Elliot Wilcox, Indigo. Credit: Chris Hollingworth

Scruff Of The Neck Creating Showcase Nights Of Local Talent

Leah Hamer || September 7th

Scruff of the Neck Records returned to The Exchange on Saturday evening to showcase a tasty trio of local talent, kicking off with Stoke’s power couple, Indigo. Elliot Wilcox and Jim Windsor are unfairly gifted. Some bands spend years adding and swapping more and more members, yet always remain mediocre. Indigo only need two guys with wavy mops and a couple of instruments, and they are lightyears ahead of most. Suave gritty riffs and towering drums make up their sound- dense indie with sporadic kisses of rock n roll blues. Well-loved classics like Indigo are crowd pleasers as its whoas produce untameable snake hips within the audience members, but their new single Devil’s Treasure and the accompanying b-side, The Stranger emerged as the winning tracks of the night.

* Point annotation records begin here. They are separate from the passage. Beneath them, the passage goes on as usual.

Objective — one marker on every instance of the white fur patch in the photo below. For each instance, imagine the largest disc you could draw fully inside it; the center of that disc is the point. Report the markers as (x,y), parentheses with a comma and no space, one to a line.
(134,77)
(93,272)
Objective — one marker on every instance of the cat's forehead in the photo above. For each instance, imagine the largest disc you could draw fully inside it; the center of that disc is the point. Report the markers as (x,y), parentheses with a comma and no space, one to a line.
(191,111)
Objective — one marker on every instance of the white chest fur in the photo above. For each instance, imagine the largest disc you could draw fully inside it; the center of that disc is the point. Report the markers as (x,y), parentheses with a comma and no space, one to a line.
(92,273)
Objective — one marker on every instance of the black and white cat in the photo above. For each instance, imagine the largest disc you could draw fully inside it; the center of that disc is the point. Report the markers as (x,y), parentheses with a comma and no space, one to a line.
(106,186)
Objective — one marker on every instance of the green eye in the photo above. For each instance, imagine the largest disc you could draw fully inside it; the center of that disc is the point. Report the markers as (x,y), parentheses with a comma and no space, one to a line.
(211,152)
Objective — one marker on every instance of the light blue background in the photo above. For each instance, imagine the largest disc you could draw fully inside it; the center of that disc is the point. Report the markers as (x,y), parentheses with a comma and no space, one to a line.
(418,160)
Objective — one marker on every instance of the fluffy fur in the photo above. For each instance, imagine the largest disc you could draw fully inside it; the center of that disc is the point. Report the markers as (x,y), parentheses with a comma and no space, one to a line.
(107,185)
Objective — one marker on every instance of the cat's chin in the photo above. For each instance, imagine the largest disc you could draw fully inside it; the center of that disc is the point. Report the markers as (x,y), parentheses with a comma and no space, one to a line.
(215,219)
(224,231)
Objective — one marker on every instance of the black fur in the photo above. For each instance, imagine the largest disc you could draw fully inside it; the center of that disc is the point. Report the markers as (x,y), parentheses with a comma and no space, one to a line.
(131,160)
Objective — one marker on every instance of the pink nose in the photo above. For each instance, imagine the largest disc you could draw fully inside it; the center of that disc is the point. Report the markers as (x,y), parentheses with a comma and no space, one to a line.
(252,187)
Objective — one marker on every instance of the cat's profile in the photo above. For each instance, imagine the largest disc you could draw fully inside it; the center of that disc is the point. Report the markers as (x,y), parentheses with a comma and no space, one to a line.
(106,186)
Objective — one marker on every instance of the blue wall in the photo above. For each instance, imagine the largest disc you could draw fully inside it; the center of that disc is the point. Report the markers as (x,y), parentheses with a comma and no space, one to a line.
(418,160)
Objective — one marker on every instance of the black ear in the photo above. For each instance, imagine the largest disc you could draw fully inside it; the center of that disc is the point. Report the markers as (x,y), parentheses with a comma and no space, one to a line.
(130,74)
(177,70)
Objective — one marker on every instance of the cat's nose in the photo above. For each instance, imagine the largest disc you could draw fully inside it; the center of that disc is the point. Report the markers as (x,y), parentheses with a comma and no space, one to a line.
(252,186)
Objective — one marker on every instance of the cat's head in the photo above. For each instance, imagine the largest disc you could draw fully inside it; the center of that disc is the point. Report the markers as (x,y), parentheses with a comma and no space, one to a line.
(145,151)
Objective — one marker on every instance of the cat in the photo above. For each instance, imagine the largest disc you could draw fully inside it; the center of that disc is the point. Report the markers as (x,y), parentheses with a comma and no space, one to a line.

John Blair, Poliptik. Credit: Chris Hollingworth

John Blair, Poliptik. Credit: Chris Hollingworth

Poliptik followed, giving the crowd a mature, wise and intricate set list made up of saucy psychedelic riffs and daring drumbeats. As a band, Poliptik are reliable- their tracks are imaginative and creative- their performance is always consistent and trustworthy. John Blair, Jake and Jordan Stannard, and Ryan Belfield manage to produce timeless songs that conjure up kaleidoscopic visions and trance-inviting melodies. You are propelled in a time machine to some summer of love festival. I’ve seen them multiple times this year, and I will never tire of their wonderful ability to transport me into a different life.

Dan Sheldon, Divine Youth. Credit: Chris Hollingworth

Dan Sheldon, Divine Youth. Credit: Chris Hollingworth

Finally came the noteworthy headliners who have been gliding through the scene with ease this year, after releasing two glorious singles and bagging themselves a support slot with their idols, Augustines. Divine Youth are the monochrome lovechild of Pulp and Interpol- reviving an early noughties, alternative guitar band vibe. Their tracks are cinematic, suited for some indie film noir flick- in black and white, of course. Their singles like Please Pour Away Those Petrol Eyes have this muted yet lively emotion, husky and haunting yet rocking and banging at the same time. Dan Sheldon has this enigmatic voice that produces passion without straining into a scream or a yell- it is a raspy whisper that still manages to pack some volume. His brother Michael’s bass is the key to the precise rhythm of their songs making each track sleek polished and sleek, alongside Liam Kaye’s powerhouse drumming. They uniquely toy with different genres - changing the atmosphere with each track, reflecting their stunning individuality.